Il n’y a même pas d’unité tout court ! Puisque sur une chaîne de télévision à audience internationale, le ministre du travail (il s’appelle Grégoire Owona) est venu déclarer en mondovision que « le Camerounais moyen peut parfaitement s’en sortir avec les 36 000 FCFA que représente le SMIC. Il peut payer son loyer normalement, rationner son épouse, envoyer ses enfants à l’école et il lui restera même encore de quoi alimenter son épargne. »

Wandaful !

Et c’est pour ça que je dis qu’il y a un énorme fossé entre les riches Camerounais qui sont extrêmement riches, et les pauvres Camerounais qui vont rester indéfiniment pauvres. Puisque les premiers sont non seulement déconnectés et méprisants, mais en plus ils sont si cyniques… Ils disent qu’on a les meilleurs hôpitaux mais ils se soignent toujours à l’étranger. Ils disent qu’on a les meilleures routes mais ils préfèrent se déplacer en aéronef. Ils déclarent qu’on peut « parfaitement s’en sortir » avec seulement 36 000 FCFA de revenu mensuel, et pourtant ça ne paye même pas leur petit-déjeuner lorsqu’ils vont dans un restaurant de luxe avec l’une de leurs petites amies…

 

Il y a la désunion nationale entre le MRC et le RDPC

Elle est même déjà devenue internationale, puisque les Nations-Unies s’en sont saisie, l’Union européenne s’en est saisie, les chancelleries occidentales s’en sont préoccupées jusqu’à le gouvernement camerounais a déjà commencé à demander pardon, pardon, pardon, pardon…

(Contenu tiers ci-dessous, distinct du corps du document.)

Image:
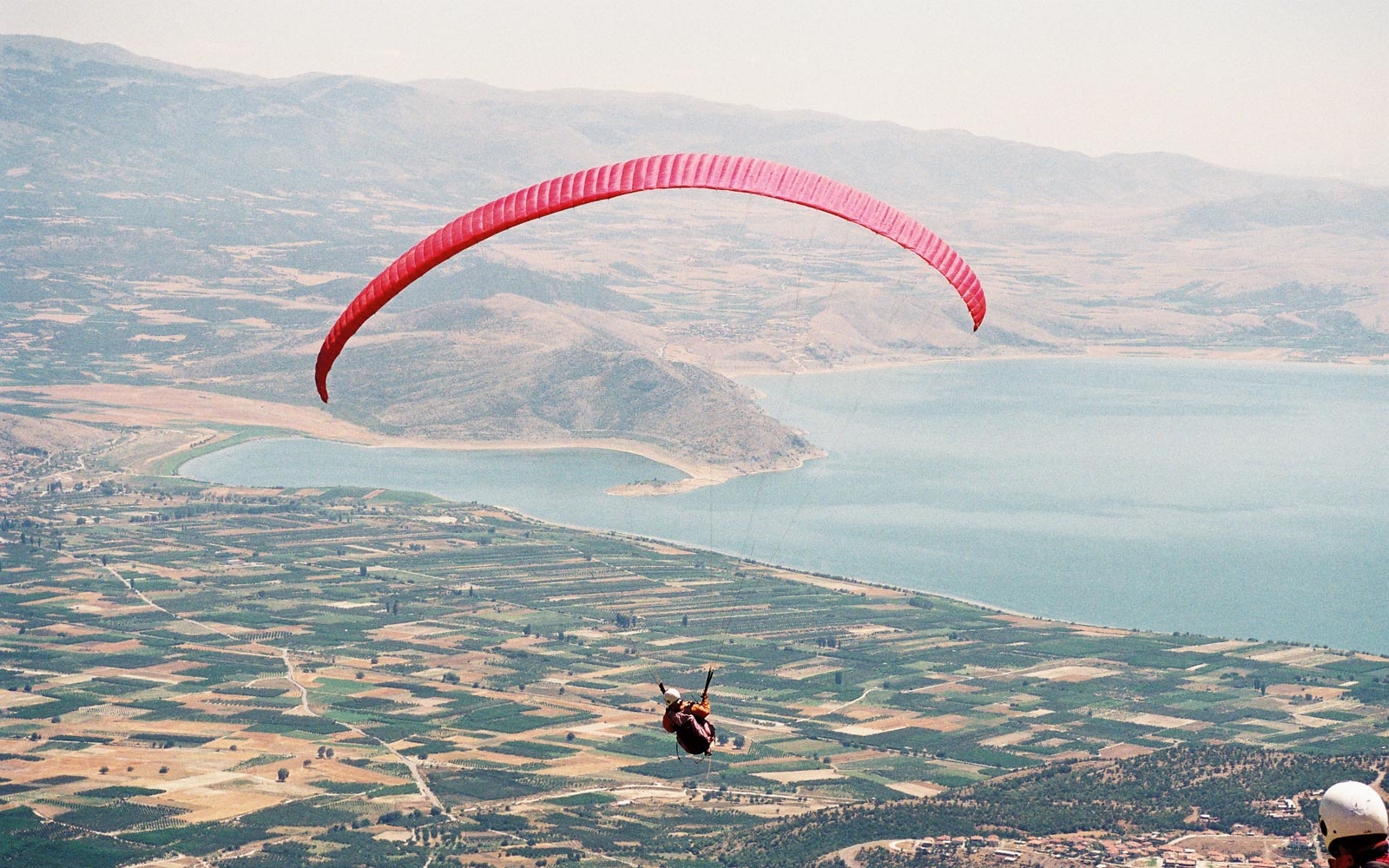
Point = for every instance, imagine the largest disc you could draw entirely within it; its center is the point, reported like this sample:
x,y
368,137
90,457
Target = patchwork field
x,y
268,673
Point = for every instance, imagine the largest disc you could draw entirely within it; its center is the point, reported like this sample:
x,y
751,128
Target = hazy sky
x,y
1270,85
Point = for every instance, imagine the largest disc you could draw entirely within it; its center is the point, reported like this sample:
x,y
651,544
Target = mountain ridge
x,y
254,208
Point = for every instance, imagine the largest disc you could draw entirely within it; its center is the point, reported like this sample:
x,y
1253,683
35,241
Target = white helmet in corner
x,y
1351,809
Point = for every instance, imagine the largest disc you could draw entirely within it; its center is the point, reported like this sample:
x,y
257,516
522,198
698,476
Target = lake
x,y
1231,499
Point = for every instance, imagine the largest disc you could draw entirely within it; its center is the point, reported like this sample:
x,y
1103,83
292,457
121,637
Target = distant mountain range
x,y
175,226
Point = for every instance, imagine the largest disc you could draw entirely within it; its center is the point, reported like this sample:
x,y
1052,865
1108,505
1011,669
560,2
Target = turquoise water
x,y
1215,497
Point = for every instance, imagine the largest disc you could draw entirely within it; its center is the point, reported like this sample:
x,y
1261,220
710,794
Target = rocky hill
x,y
203,228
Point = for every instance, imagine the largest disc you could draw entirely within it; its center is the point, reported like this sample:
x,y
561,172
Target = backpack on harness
x,y
694,735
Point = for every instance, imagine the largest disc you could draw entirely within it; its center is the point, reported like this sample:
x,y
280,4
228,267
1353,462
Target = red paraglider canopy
x,y
663,173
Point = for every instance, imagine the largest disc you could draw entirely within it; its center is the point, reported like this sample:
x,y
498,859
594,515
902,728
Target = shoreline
x,y
153,407
861,582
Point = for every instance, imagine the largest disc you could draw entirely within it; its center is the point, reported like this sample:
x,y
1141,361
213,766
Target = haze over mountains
x,y
171,226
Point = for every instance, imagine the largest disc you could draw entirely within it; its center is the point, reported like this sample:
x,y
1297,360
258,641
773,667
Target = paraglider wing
x,y
663,173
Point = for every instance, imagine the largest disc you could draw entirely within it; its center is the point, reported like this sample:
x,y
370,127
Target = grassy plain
x,y
345,677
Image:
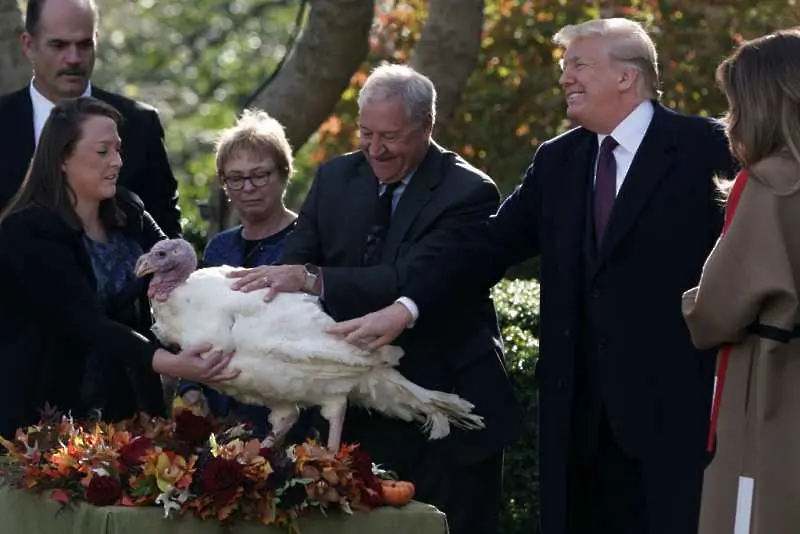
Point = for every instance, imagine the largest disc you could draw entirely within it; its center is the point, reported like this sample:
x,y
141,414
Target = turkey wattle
x,y
286,358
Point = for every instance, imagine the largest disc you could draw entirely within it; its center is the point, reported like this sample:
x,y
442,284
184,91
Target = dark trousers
x,y
610,492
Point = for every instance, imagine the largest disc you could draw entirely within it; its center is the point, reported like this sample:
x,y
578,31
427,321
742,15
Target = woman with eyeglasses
x,y
254,164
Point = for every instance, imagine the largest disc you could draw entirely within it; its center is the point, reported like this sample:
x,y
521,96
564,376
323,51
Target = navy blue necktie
x,y
382,216
605,187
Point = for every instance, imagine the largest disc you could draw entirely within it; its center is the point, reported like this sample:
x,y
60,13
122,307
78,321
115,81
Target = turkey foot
x,y
333,411
281,418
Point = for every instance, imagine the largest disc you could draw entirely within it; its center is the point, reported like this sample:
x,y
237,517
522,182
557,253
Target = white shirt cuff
x,y
412,309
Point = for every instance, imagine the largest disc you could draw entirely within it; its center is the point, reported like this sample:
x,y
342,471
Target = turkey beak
x,y
143,267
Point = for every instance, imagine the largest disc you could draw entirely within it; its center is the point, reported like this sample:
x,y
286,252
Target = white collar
x,y
38,99
630,132
42,107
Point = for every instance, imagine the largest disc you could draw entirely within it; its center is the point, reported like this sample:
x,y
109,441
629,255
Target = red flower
x,y
191,428
221,479
103,491
134,453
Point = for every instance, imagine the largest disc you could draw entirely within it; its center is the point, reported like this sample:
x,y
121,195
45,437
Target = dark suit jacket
x,y
622,307
145,169
460,351
51,318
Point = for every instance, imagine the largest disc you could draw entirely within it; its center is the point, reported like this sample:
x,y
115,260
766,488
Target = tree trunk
x,y
14,67
334,43
448,50
331,48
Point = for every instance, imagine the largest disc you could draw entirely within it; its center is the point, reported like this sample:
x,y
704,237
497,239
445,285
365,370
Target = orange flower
x,y
170,470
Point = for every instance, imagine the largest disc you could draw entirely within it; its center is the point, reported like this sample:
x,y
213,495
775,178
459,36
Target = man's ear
x,y
28,42
628,76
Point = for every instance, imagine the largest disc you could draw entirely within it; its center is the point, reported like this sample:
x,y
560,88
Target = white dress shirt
x,y
42,108
629,134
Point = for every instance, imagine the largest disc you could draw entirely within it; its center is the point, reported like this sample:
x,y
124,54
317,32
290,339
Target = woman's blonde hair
x,y
761,81
259,134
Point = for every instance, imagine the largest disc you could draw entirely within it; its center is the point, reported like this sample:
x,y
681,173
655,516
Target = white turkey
x,y
286,358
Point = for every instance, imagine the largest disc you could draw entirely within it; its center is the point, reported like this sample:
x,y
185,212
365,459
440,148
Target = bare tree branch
x,y
448,50
328,52
14,67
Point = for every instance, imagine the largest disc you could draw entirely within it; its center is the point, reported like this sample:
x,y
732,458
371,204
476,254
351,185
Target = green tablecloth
x,y
25,513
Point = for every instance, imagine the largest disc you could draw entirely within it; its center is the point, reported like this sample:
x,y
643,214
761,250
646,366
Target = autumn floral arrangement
x,y
191,463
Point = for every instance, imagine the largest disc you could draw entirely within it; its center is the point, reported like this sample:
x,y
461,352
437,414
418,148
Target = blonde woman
x,y
254,164
747,298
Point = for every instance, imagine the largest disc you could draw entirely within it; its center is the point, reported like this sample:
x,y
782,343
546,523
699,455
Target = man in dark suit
x,y
624,396
343,251
60,39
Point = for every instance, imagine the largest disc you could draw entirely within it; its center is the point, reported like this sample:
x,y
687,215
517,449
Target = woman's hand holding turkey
x,y
278,278
198,363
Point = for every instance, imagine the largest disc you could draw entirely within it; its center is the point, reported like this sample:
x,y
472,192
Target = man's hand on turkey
x,y
276,278
374,330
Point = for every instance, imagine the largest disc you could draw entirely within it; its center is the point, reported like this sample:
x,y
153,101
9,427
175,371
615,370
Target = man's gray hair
x,y
629,43
393,81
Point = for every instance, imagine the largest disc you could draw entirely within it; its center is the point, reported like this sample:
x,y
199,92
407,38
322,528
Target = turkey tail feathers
x,y
389,392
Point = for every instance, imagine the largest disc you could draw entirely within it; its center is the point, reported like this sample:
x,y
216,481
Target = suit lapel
x,y
21,123
574,211
357,207
414,197
650,164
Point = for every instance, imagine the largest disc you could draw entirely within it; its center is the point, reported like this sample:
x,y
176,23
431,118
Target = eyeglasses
x,y
257,178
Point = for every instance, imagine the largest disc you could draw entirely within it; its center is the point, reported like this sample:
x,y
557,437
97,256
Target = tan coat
x,y
752,276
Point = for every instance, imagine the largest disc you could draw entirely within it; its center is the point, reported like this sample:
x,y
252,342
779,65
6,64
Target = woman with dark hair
x,y
71,306
748,299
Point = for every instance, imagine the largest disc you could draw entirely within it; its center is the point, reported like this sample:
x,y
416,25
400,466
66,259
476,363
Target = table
x,y
26,513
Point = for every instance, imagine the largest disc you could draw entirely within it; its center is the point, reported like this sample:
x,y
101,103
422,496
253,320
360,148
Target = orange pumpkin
x,y
397,492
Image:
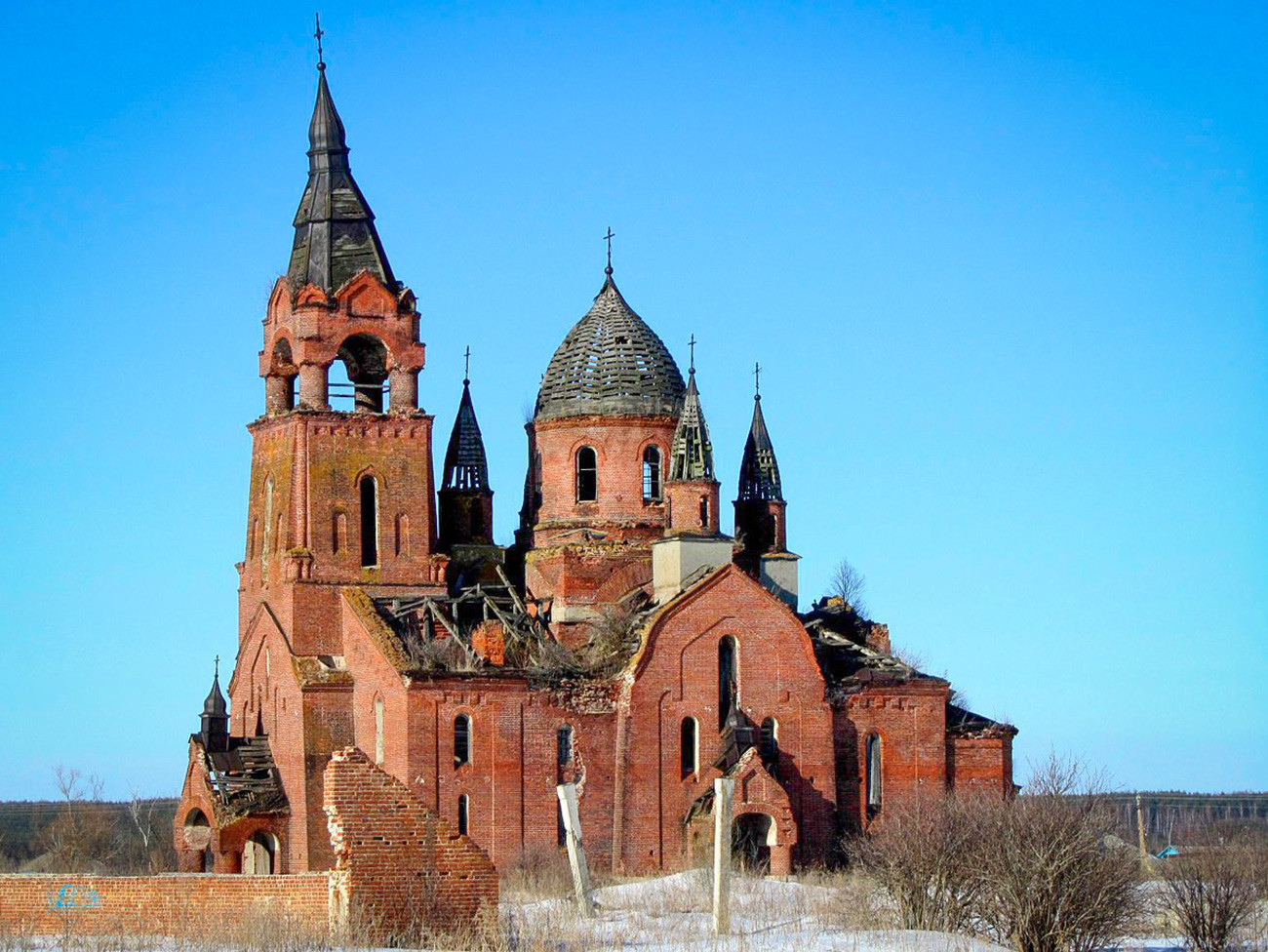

Il y a une désunion irréversible entre le MRC (parti de l’opposition) et le RDPC (parti du président) ! Les deux partis parties ont déjà atteint le point de non-réconciliation. Le président du MRC a déjà commencé à s’acclimater à sa privation de liberté qui dure depuis le lundi 28 janvier 2019, et le président du RDPC n’est pas prêt à l’en désacclimater. Toute l’intelligentsia de l’un a été embastillée par toute l’intelligentsia de l’autre. Et ceux qui sont en liberté sont soit en exil comme le brillantissime Wilfried Ekanga, soit ils écument les plateaux de télévision ꟷet de radio !ꟷ et ils répètent à l’envie que « Maurice Kamto reste et demeure le président élu de la République du Cameroun ».

Maurice Kamto contre Paul Biya
La réconciliation n’est plus possible entre Maurice Kamto (à gauche) et Paul Biya. Montage: lebledparle.com /Image reproduite sous autorisation

 

Il y a une division nationale entre les tontinards et les sardinards

C’est beaucoup plus compliqué qu’il n’y paraît. Car au départ il s’agissait des militants du MRC contre les nombreux sympathisants du RDPC, mais dorénavant c’est devenu un combat d’échecs entre les partisans pour le changement et les sympathisants pour la perpétuation de notre système…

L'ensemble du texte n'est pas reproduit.